For 2015, it is estimated that more than 1.1 million women in Guinea, Sierra Leone and Liberia will be pregnant. Those pregnant women who need treatment or are about to deliver are often too scared to attend health centres, or facilities are no longer able to provide essential routine and emergency maternal and newborn care services because the Ebola crisis has diverted critical resources away from pregnant women. In addition, it is estimated that more than 1.3 million women will need family planning services.
Internalising the importance of the essential health services in the fight against the spread of the virus, including sexual reproductive health services, and the importance of initiating activities that strengthen cross-border co-ordination and co-operation highlighted in an overview of needs and requirements undertaken by the Global Ebola Response Committee, the United Nations Population Fund (UNFPA) worked with the governments of the three affected countries and the Mano River Union Secretariat to develop a global proposal and plan of action aimed at showing the appropriateness of a comprehensive approach for curbing the impact of the EVD outbreak on Reproductive Health services: the Mano River Midwifery Response (MRMR).
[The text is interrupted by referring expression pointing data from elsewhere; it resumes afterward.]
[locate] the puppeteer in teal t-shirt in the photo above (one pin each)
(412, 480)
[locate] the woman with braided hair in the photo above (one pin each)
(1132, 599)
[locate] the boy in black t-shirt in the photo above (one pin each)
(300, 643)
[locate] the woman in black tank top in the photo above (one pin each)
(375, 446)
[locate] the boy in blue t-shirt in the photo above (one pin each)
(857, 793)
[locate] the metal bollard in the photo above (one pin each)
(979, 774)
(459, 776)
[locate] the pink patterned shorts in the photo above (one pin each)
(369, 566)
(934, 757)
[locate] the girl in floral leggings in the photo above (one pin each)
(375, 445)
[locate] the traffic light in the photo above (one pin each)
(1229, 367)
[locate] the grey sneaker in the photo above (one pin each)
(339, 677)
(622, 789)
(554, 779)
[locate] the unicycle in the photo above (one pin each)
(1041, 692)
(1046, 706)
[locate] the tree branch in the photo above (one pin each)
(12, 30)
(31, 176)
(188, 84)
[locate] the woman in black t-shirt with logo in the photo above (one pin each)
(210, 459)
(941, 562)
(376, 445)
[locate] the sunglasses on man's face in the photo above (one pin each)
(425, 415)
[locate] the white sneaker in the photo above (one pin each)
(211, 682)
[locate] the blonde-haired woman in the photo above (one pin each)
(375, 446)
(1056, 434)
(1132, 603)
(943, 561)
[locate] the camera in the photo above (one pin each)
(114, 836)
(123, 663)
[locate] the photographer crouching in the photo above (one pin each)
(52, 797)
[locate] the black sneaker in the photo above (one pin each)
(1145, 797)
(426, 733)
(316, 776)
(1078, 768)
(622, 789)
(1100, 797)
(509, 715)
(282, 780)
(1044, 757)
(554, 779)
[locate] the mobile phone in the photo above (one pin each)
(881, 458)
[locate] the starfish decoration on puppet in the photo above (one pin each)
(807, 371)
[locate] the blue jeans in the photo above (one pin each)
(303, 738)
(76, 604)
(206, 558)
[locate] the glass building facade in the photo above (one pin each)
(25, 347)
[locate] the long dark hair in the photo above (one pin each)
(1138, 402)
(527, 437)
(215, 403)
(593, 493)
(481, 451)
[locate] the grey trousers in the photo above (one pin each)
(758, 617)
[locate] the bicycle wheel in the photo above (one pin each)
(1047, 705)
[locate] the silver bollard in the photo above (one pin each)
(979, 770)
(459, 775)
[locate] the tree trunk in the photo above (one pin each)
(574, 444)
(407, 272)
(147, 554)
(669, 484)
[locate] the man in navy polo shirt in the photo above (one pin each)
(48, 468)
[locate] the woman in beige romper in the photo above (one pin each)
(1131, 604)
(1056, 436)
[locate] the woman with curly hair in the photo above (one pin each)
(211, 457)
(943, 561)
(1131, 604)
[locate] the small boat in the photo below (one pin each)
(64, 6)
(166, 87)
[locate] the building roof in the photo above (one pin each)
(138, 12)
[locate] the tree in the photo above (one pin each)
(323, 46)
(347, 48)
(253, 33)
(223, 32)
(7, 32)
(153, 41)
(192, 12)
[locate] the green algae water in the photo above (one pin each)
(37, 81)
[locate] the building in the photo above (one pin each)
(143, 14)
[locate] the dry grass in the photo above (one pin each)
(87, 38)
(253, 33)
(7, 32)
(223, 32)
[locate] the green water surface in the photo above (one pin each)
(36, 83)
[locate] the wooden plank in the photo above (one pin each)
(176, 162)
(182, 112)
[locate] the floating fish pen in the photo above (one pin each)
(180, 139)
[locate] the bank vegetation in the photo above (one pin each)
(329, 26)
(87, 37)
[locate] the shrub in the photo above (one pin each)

The MRMR is a phased programme targeting to build resilient health systems with a focus on establishing a strong midwifery workforce placed primarily in health centres, organised in midwife-led units with strong links to the communities and to referral facilities. It is in line with the report “Recovering from Ebola crisis”, which was a contribution to the efforts by the Governments of Guinea, Liberia and Sierra Leone to design their National Recovery Plans. Therefore, it is also in line with these National Recovery Plans. The first phase of the MRMR is funded by the Government of Japan and directed to contribute to a reduction in maternal and newborn mortality and morbidity in selected border areas of Guinea, Liberia and Sierra Leone (Guinea: Gueckedou and Macenta prefectures; Liberia: Lofa county; Sierra Leone: Kailahun district).
So what are the next steps for the AU?
The AU Assembly and the Peace and Security Council have requested the Commission to review the AU Humanitarian Policy Framework with a view to developing a comprehensive disaster management protocol and filling all existing gaps in the co-ordination of the Commission’s responses to disasters and emergencies. The Commission is currently undertaking this review. Summing up, the African Union, the Regional Economic Communities and national governments are strengthening their capacities to respond to emergencies and disasters. Models for emergency response teams, emergency medical teams, among others, are being tested in various crisis theatres. The ASEOWA model provides a working template and guidelines for emergency responders in Africa, and perhaps in other continents.